Mount Alvernia College

This project reflects the school’s Franciscan history, St Francis’ love of the natural world, and the importance of the relationship between humankind and nature.

In 2011, Mount Alvernia College commissioned m3architecture to undertake a master plan ahead of the construction of new facilities.

The master plan proposed a school based around three gardens: a community garden, a garden for gathering and a recreation garden. This approach was based around St Francis – the patron saint of flora and fauna.

Our architectural approach focused on gardens and resident wildlife, with broad ranging effects that strengthen many of the ethical, spiritual and social agendas of the school.

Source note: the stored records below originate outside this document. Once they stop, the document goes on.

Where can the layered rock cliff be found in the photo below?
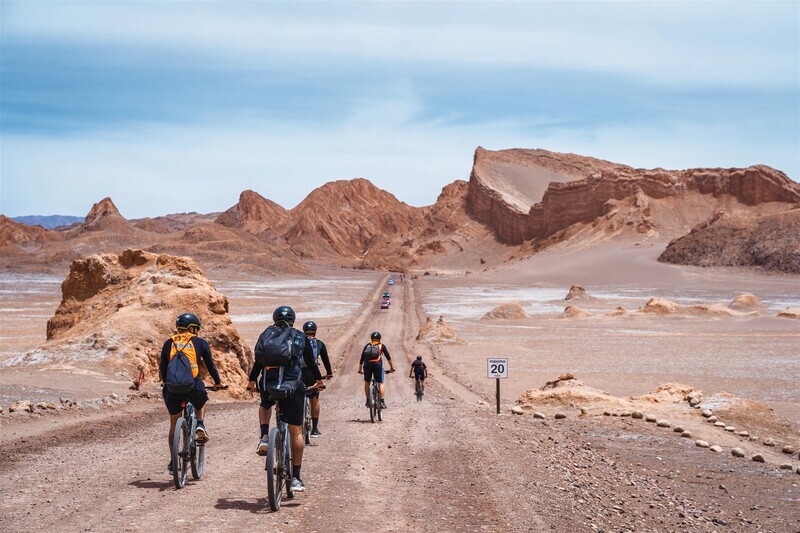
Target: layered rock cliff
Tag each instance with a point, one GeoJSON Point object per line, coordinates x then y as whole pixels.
{"type": "Point", "coordinates": [507, 191]}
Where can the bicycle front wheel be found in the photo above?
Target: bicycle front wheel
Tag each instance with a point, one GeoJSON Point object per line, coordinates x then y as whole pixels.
{"type": "Point", "coordinates": [274, 469]}
{"type": "Point", "coordinates": [180, 453]}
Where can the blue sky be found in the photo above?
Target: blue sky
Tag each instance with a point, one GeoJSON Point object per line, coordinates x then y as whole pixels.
{"type": "Point", "coordinates": [174, 107]}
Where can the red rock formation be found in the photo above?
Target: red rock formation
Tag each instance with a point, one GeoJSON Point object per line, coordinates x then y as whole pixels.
{"type": "Point", "coordinates": [104, 215]}
{"type": "Point", "coordinates": [254, 214]}
{"type": "Point", "coordinates": [504, 187]}
{"type": "Point", "coordinates": [12, 232]}
{"type": "Point", "coordinates": [119, 309]}
{"type": "Point", "coordinates": [771, 242]}
{"type": "Point", "coordinates": [347, 219]}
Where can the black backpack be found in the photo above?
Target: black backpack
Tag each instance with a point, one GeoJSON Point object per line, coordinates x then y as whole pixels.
{"type": "Point", "coordinates": [180, 378]}
{"type": "Point", "coordinates": [275, 347]}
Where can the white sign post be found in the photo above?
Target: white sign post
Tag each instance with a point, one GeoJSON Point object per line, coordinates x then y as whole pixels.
{"type": "Point", "coordinates": [497, 368]}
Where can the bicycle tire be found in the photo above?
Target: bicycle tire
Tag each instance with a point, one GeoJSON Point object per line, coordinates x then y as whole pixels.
{"type": "Point", "coordinates": [180, 449]}
{"type": "Point", "coordinates": [307, 421]}
{"type": "Point", "coordinates": [287, 465]}
{"type": "Point", "coordinates": [198, 460]}
{"type": "Point", "coordinates": [274, 469]}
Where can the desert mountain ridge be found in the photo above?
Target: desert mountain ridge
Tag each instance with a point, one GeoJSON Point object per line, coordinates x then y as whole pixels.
{"type": "Point", "coordinates": [516, 202]}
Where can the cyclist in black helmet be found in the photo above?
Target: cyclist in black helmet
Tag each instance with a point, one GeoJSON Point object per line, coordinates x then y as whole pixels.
{"type": "Point", "coordinates": [371, 365]}
{"type": "Point", "coordinates": [419, 371]}
{"type": "Point", "coordinates": [291, 409]}
{"type": "Point", "coordinates": [320, 352]}
{"type": "Point", "coordinates": [187, 341]}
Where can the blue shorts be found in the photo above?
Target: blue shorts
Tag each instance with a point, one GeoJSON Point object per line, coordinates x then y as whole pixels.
{"type": "Point", "coordinates": [373, 369]}
{"type": "Point", "coordinates": [198, 397]}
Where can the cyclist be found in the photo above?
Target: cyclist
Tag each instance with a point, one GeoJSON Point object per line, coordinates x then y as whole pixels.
{"type": "Point", "coordinates": [187, 341]}
{"type": "Point", "coordinates": [419, 371]}
{"type": "Point", "coordinates": [372, 365]}
{"type": "Point", "coordinates": [292, 407]}
{"type": "Point", "coordinates": [320, 352]}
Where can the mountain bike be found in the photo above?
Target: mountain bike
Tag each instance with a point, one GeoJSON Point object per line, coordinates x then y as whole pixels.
{"type": "Point", "coordinates": [186, 450]}
{"type": "Point", "coordinates": [375, 399]}
{"type": "Point", "coordinates": [307, 423]}
{"type": "Point", "coordinates": [279, 460]}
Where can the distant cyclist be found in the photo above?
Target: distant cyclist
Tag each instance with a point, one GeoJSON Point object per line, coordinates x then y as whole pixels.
{"type": "Point", "coordinates": [291, 409]}
{"type": "Point", "coordinates": [419, 371]}
{"type": "Point", "coordinates": [188, 343]}
{"type": "Point", "coordinates": [371, 365]}
{"type": "Point", "coordinates": [320, 352]}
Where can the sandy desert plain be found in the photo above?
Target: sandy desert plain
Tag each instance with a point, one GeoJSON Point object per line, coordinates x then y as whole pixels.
{"type": "Point", "coordinates": [620, 413]}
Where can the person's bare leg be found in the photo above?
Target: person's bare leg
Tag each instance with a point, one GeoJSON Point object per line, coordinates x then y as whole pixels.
{"type": "Point", "coordinates": [296, 433]}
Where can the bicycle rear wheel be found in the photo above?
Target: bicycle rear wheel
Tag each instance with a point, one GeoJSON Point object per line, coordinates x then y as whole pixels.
{"type": "Point", "coordinates": [307, 421]}
{"type": "Point", "coordinates": [198, 460]}
{"type": "Point", "coordinates": [180, 453]}
{"type": "Point", "coordinates": [274, 469]}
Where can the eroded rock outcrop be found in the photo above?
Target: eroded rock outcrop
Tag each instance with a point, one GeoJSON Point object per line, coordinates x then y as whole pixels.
{"type": "Point", "coordinates": [12, 232]}
{"type": "Point", "coordinates": [255, 215]}
{"type": "Point", "coordinates": [507, 311]}
{"type": "Point", "coordinates": [771, 242]}
{"type": "Point", "coordinates": [438, 332]}
{"type": "Point", "coordinates": [118, 310]}
{"type": "Point", "coordinates": [533, 194]}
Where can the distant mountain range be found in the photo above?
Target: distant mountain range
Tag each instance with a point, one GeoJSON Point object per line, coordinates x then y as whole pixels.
{"type": "Point", "coordinates": [48, 221]}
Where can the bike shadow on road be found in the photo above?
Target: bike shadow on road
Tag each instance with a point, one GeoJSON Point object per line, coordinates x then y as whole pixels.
{"type": "Point", "coordinates": [150, 484]}
{"type": "Point", "coordinates": [254, 505]}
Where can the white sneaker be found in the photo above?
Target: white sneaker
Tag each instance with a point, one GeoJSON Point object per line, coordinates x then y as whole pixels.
{"type": "Point", "coordinates": [263, 446]}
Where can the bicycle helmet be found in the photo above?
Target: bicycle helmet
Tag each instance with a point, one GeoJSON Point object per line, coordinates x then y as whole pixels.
{"type": "Point", "coordinates": [284, 314]}
{"type": "Point", "coordinates": [187, 320]}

The community garden is now largely complete, redefining the entrance to the school. It is a substantial productive garden, inspired by ‘La Forresta’ – a place of work, beauty and nourishment.

Importantly, it is also a place of learning, flanked by science labs, home economics spaces and General Learning Areas (GLAs). A large proportion of the curriculum is intended to be based around the garden and the education it can offer.

A new social space, cafeteria and commercial kitchen have northern access to the garden. A new wing of administration flanks the east edge of the garden, accommodating the College Leadership Team at ground level, with offices opening into a grove of olive trees.

In total, the project includes 20 classrooms, six laboratories, three home economics spaces, commercial kitchen and cafeteria, administration, a prayer space, a roof terrace, and the community garden.

The buildings themselves structure the garden, resulting in a sympathetic relationship between indoor and outdoor spaces.


On the land of the Turrbal and Jagera peoples. 

“I am exceptionally happy with the way this process has unfolded. It has been wonderful to work with such a professional firm that looks to the client’s needs and creates something that is unique to those needs.”